Même si ce n’est pas à l’ordre du jour, je suis persuadée que « Medicare for all » viendra en son temps. Il faut savoir que cette idée revient régulièrement dans le débat. En 1948 déjà, le président démocrate Harry Truman avait tenté de faire adopter une assurance maladie nationale. Et la création de programmes comme Medicare et Medicaid paraissait impensable jusqu’à leur instauration en 1965 sous la présidence démocrate de Lyndon Johnson.

On sait que Donald Trump a tout fait pour démanteler l’Obamacare. Où en est-on à ce sujet ?
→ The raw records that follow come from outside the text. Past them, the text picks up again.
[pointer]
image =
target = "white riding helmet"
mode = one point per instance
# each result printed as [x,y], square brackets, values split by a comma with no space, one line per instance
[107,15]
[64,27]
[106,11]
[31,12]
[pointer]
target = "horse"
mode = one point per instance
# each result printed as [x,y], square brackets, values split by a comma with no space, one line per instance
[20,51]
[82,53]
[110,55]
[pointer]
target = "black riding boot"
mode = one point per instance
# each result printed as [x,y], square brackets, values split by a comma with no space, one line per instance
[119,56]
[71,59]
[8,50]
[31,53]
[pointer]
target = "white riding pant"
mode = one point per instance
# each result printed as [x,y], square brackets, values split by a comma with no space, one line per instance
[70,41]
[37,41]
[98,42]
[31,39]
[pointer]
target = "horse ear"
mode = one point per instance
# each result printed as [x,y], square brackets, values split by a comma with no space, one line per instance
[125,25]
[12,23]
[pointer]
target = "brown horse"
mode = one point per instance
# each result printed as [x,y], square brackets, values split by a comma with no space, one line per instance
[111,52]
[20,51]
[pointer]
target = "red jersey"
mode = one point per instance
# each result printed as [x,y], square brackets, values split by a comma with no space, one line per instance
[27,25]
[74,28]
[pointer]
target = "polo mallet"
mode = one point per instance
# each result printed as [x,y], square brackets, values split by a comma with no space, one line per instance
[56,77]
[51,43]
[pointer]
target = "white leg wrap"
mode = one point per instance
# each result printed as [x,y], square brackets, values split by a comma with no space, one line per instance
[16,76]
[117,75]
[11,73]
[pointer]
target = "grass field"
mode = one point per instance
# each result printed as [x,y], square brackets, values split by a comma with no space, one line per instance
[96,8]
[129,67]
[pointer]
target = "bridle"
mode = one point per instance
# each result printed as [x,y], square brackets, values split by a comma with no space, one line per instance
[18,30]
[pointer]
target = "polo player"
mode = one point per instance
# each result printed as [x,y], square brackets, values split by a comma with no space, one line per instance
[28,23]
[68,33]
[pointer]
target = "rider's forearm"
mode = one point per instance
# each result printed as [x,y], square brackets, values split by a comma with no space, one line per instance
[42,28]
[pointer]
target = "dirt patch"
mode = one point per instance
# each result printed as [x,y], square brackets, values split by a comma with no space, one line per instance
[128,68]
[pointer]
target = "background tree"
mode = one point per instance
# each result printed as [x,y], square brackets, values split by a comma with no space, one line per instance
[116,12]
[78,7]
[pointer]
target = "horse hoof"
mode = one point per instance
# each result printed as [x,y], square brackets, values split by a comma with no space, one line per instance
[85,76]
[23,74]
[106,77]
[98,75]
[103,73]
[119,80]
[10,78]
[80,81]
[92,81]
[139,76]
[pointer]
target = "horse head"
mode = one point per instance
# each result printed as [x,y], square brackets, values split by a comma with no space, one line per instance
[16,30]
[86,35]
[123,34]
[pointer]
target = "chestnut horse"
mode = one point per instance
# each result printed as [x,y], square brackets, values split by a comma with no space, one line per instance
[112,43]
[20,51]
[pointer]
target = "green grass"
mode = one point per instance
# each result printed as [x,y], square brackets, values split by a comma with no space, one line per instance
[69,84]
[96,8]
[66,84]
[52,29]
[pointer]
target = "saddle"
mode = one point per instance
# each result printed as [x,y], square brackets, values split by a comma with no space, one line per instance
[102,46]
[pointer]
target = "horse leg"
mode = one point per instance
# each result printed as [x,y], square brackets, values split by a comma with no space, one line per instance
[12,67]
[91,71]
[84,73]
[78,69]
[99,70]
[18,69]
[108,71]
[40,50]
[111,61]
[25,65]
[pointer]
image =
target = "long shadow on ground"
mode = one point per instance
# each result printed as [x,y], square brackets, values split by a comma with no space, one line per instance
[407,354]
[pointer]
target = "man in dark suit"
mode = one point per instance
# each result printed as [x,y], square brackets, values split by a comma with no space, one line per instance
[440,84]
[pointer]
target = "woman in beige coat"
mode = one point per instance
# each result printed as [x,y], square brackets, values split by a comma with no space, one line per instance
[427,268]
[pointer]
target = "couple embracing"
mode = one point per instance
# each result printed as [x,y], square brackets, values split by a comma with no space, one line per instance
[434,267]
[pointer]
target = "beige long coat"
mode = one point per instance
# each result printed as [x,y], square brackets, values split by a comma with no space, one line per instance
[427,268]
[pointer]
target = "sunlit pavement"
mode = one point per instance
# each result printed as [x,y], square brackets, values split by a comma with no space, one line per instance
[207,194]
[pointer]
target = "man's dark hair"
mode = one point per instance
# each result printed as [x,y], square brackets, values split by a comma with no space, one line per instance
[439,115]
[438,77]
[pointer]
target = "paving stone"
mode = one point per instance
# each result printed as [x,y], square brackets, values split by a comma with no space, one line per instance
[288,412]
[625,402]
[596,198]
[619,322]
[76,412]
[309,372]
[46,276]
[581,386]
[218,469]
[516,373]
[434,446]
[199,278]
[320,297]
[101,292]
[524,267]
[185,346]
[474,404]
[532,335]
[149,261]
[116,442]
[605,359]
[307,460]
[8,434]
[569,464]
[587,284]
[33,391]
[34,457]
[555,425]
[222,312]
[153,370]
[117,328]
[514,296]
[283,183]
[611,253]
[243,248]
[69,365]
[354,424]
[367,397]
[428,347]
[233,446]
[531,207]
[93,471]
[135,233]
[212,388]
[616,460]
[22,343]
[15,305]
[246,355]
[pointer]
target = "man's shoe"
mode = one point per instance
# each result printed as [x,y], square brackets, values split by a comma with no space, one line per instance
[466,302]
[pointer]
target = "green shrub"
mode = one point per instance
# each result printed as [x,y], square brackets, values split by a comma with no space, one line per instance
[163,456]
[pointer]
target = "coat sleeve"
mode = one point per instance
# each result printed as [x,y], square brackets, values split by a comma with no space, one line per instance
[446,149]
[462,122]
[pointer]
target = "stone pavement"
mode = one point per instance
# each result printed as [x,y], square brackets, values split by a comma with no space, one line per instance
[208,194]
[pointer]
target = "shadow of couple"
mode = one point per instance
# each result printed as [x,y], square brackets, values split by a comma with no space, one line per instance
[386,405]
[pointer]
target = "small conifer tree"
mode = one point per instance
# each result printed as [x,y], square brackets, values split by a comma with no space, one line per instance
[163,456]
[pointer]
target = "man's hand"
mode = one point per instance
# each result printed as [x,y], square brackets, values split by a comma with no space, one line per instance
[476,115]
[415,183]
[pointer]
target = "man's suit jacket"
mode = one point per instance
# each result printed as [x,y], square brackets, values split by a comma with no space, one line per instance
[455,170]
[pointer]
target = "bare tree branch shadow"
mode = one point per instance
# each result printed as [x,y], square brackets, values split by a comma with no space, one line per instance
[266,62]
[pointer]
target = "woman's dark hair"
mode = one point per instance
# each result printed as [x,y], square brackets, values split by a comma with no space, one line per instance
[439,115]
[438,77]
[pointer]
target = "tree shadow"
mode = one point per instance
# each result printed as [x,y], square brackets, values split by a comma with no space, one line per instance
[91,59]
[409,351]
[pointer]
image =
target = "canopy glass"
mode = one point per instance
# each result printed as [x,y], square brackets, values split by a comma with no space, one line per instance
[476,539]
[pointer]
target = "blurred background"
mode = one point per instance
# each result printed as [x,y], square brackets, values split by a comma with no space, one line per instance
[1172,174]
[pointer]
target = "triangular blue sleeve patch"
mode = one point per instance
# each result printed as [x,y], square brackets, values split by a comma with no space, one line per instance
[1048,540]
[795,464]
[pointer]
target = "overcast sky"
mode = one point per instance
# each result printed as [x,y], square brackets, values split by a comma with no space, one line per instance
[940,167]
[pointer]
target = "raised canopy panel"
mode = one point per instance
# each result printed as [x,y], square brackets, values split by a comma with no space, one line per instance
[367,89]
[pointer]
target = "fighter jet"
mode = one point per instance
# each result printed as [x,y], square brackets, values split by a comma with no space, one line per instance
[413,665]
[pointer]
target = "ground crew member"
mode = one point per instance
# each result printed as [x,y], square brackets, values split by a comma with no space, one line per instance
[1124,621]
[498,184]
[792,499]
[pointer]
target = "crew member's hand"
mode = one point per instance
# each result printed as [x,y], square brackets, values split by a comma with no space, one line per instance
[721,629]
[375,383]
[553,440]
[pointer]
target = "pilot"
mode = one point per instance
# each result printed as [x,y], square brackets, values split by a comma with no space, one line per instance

Donald Trump s’est employé à combattre l’Obamacare par tous les moyens pendant son mandat sans parvenir toutefois à le remettre en cause. Il a réussi à réduire à zéro la pénalité de l’Obamacare (à l’origine, l’Obamacare obligeait à avoir une assurance santé sous peine d’amende, ce qui était incitatif) ; il a réduit  de 90 % les budgets de communication ; et il a permis le développement de couvertures alternatives en direction des jeunes (peu chères, de faible qualité).

Enfin, plusieurs Etats républicains ont attaqué l’Obamacare en justice et sont en attente d’un jugement de la Cour suprême. La haute juridiction devrait se prononcer dans les mois qui viennent et l’inquiétude demeure, sachant qu’elle est désormais à majorité conservatrice, depuis la récente nomination de la juge Amy Coney Barrett.